GMT is estimated using a combination of direct temperature measurements and statistical techniques. The primary sources of direct temperature data include:
- Surface Stations: A network of weather stations worldwide continuously records temperature data, providing in-situ observations of air temperature at the surface level.
- Buoys and Ships: Ocean-based observations are collected from buoys and ships that measure sea surface temperature, providing data from vast oceanic regions.
- Satellites: Satellite-based sensors measure the radiance emitted by the Earth’s surface and atmosphere, which is then converted into temperature estimates.
Due to the uneven distribution of these direct measurements, particularly over sparsely populated areas like oceans and deserts, statistical techniques are employed to fill in the gaps and create a comprehensive global temperature dataset.
These techniques include:
- Interpolation: Interpolation involves filling in missing data points by estimating their values based on surrounding observations. This assumes that temperature changes gradually over space, allowing for a reasonable estimation of missing values.

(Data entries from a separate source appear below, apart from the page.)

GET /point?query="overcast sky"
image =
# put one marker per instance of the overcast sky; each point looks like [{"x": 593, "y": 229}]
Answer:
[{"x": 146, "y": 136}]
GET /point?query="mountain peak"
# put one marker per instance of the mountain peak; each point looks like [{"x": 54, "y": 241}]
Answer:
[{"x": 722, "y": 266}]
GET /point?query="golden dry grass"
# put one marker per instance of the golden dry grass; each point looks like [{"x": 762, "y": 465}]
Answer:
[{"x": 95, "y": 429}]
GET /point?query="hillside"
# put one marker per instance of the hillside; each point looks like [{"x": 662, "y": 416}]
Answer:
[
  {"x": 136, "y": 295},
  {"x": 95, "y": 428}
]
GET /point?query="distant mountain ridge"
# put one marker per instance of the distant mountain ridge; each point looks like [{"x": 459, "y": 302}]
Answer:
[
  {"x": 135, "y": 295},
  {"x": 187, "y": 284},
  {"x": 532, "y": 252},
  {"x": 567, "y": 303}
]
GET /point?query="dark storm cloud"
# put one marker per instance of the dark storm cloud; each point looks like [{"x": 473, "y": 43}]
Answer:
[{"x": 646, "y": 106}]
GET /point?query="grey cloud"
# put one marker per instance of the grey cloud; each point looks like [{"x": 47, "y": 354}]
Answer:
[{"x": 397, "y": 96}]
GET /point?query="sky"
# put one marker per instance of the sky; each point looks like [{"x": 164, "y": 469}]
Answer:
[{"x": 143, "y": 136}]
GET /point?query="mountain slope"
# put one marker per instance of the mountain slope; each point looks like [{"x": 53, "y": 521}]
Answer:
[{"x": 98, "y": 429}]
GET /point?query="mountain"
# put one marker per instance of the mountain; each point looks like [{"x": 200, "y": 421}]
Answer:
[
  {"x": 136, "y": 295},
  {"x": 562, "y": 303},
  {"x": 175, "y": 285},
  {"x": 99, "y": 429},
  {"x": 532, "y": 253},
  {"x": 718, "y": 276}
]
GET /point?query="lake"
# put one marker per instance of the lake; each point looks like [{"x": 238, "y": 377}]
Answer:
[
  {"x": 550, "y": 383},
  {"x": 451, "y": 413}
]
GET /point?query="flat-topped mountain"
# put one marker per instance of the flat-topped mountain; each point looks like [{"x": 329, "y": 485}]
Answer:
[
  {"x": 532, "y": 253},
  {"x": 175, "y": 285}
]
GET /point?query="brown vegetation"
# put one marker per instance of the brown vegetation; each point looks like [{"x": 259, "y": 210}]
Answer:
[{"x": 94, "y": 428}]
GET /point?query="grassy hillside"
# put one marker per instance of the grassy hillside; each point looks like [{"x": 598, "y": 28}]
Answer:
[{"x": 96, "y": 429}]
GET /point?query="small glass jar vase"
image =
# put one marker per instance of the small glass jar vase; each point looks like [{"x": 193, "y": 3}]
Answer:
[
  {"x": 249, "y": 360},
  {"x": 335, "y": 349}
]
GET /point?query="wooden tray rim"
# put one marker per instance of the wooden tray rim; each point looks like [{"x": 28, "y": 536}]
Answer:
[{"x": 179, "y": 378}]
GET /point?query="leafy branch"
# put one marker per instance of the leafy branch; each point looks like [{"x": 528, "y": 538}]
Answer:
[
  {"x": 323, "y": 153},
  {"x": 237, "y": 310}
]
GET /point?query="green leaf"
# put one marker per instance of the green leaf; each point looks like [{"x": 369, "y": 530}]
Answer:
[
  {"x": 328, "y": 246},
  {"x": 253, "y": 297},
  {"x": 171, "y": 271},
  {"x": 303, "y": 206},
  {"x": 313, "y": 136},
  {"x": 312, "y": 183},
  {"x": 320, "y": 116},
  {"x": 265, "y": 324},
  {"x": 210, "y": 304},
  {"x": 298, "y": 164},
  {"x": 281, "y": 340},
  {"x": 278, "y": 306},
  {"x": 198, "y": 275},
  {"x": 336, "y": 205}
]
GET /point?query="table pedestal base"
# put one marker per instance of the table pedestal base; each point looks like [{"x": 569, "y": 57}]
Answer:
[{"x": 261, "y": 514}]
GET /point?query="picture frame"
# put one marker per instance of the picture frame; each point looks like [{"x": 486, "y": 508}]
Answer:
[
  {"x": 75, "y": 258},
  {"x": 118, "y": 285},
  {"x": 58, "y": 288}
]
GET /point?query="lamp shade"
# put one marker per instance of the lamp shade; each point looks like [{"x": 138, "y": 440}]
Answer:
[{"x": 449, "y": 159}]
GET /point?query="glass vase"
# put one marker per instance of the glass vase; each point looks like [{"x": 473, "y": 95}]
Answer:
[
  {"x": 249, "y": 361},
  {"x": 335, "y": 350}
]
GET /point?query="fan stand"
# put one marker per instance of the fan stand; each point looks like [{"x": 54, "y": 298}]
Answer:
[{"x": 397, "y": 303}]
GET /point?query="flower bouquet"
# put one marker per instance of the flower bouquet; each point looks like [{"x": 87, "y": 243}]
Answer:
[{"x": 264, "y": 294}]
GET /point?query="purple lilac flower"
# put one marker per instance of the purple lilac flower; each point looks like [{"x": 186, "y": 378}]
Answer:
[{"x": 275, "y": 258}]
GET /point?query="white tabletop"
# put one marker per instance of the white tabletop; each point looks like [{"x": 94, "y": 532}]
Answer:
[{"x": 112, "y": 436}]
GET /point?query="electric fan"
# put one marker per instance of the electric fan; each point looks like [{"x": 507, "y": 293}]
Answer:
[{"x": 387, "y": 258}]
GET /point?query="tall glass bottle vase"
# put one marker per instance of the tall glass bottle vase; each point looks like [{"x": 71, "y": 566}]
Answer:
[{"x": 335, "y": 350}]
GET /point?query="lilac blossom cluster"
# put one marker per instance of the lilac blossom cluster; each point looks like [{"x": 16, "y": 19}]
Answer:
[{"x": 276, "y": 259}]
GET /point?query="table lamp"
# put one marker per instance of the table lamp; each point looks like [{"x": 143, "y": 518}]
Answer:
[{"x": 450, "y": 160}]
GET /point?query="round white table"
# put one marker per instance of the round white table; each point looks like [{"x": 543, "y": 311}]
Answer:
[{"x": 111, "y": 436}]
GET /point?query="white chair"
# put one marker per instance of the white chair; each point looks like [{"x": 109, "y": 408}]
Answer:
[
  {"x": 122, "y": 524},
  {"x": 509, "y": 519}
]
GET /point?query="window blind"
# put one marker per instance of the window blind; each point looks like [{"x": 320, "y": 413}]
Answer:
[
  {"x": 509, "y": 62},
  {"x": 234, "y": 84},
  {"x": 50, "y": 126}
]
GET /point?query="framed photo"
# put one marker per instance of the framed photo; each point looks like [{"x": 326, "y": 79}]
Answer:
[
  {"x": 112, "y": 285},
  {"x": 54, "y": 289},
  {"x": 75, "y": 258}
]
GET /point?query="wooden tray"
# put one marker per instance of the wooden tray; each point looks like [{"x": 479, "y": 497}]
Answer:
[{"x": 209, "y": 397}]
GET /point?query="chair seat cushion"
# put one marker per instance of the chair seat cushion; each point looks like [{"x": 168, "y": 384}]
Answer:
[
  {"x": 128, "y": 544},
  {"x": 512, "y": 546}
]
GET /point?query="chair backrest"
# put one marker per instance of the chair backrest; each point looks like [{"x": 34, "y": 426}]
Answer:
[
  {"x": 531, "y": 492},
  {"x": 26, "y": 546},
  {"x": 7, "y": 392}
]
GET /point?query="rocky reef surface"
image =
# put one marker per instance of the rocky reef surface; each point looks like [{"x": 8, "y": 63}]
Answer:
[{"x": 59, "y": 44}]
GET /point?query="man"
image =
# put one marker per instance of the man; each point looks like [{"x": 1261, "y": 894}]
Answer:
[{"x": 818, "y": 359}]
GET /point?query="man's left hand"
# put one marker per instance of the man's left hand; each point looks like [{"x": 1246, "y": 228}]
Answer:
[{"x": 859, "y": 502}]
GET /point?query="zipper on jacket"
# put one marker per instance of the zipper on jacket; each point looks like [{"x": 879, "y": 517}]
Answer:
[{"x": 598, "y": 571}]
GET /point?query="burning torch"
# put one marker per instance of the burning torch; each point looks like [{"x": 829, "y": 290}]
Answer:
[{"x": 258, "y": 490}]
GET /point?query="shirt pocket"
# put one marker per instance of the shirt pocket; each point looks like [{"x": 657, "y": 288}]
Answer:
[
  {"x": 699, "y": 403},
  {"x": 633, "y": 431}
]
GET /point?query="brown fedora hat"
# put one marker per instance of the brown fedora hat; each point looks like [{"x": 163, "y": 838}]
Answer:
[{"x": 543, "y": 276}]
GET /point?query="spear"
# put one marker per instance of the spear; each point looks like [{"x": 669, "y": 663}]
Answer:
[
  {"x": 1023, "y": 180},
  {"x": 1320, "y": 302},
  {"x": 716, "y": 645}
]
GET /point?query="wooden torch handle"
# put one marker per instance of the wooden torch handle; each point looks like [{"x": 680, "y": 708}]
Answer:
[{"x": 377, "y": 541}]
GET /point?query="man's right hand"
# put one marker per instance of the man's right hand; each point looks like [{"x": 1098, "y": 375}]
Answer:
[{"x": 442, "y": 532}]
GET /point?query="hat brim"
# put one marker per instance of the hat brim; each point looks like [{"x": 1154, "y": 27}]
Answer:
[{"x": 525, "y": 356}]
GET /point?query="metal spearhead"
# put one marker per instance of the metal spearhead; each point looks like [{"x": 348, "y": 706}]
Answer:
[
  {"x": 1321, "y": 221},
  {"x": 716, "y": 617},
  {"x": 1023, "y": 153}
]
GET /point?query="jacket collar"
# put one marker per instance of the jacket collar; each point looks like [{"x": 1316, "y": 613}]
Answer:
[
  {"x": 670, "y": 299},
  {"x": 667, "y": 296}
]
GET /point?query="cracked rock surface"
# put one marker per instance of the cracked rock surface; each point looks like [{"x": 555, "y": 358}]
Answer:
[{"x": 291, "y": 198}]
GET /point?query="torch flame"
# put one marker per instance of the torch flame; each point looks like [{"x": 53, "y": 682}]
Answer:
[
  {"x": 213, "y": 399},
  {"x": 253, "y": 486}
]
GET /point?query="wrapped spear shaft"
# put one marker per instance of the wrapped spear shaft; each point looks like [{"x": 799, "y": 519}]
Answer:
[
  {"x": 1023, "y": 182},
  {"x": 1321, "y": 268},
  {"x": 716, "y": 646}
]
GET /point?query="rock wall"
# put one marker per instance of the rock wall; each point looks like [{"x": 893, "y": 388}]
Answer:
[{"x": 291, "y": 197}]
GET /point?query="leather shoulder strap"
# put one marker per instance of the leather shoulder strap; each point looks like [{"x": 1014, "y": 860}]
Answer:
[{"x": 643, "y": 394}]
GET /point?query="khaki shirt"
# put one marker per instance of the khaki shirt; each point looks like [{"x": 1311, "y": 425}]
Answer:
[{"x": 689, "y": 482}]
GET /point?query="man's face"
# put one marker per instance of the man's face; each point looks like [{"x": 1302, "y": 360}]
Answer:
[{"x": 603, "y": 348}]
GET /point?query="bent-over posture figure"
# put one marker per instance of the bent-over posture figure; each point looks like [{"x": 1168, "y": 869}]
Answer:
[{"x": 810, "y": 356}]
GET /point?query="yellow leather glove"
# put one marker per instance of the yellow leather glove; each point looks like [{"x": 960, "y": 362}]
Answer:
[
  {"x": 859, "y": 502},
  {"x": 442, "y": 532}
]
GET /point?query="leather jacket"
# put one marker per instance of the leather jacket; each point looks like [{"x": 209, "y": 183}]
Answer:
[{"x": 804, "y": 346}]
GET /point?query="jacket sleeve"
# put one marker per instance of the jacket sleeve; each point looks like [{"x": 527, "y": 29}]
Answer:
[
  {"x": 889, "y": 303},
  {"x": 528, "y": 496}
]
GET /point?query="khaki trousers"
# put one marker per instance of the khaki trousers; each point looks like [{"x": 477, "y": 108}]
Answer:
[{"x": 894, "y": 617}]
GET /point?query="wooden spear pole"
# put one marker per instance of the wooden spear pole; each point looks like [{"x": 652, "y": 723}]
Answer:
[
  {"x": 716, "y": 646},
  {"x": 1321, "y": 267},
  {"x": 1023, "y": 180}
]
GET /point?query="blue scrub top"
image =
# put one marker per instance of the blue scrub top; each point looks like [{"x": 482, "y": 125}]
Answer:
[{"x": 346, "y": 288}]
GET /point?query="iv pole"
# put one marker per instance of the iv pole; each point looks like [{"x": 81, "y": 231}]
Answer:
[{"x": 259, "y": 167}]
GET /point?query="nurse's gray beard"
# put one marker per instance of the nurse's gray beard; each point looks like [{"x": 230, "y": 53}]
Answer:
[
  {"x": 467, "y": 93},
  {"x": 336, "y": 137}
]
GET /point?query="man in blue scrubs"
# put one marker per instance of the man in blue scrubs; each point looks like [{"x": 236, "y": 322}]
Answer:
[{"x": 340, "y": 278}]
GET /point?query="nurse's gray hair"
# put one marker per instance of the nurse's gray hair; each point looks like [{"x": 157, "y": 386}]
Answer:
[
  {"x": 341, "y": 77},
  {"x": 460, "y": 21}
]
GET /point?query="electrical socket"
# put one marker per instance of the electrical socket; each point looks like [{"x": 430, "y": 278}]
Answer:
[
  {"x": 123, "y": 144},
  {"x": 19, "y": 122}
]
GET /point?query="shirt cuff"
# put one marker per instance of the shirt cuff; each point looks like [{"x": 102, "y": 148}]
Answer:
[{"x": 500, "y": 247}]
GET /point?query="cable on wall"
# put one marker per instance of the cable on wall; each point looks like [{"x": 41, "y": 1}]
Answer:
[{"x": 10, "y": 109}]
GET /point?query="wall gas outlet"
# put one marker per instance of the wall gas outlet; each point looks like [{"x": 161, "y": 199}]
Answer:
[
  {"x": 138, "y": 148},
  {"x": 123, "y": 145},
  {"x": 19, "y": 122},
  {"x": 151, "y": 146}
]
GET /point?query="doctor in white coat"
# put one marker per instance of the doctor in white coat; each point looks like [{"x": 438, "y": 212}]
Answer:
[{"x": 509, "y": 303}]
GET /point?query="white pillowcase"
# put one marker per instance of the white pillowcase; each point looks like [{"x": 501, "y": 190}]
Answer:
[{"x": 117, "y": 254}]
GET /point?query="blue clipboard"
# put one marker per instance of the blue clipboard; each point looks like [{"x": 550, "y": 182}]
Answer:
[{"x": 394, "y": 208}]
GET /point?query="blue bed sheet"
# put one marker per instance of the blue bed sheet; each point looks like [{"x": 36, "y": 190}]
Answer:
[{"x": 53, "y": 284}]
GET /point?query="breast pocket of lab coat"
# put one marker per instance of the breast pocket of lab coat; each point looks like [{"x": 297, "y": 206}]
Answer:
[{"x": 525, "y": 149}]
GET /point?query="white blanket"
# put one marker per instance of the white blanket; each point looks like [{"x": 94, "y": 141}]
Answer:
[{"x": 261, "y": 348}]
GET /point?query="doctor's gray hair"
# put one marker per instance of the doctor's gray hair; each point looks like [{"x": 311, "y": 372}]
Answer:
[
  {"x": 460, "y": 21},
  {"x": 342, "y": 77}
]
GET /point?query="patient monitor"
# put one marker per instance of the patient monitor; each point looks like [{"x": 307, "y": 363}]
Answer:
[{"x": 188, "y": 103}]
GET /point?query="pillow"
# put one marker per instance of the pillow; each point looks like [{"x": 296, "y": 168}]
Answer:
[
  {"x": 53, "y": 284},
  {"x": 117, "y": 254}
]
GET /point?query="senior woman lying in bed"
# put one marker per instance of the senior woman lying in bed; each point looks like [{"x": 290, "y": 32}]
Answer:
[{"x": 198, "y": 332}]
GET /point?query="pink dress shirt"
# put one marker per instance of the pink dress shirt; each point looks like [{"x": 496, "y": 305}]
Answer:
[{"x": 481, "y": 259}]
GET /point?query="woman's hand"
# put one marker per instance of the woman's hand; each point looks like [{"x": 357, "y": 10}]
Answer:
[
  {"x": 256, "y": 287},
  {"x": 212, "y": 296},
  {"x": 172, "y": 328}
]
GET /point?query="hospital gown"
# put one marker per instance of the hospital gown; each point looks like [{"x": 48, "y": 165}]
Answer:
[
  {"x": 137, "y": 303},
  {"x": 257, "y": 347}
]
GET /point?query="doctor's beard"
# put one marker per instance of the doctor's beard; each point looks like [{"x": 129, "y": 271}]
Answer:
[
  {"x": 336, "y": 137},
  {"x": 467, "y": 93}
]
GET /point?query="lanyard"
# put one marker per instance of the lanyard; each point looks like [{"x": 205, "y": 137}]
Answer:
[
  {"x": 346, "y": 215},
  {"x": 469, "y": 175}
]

- Extrapolation: Extrapolation involves estimating temperature values beyond the range of available observations. This is often used to extend temperature records back in time or to estimate temperatures in regions with limited data.
The proportion of actual measurements in GMT datasets varies depending on the specific data source and processing methods.
Satellite data, while covering a broader area, has a lower proportion of actual measurements due to the need to convert radiance into temperature estimates.
The IPCC estimates that around 60% of the data used to calculate GMT comes from direct measurements, while the remaining 40% is derived from interpolation and extrapolation.
This indicates that a significant portion of GMT is based on statistical estimates, rather than direct observations.
However, this assumes that a large area around each station is of constant temperature, an assumption known to be false.
In actuality, if we assume about a one-km area around each station, approximately 0.01% of Earth’s surface is directly measured for temperature.
Thus, approximately 99.99% is estimated through statistical methods.
The relatively small proportion of direct temperature measurements raises questions about the accuracy of GMT as an indicator of global climate change.
The use of interpolation and extrapolation can introduce uncertainties into GMT estimates. It is important to note that statistical techniques have been refined over time, improving the accuracy of interpolated and extrapolated data.
However, recent claims of knowing the GMT to the nearest hundredths [of a degree] have been challenged by leading climate scientists.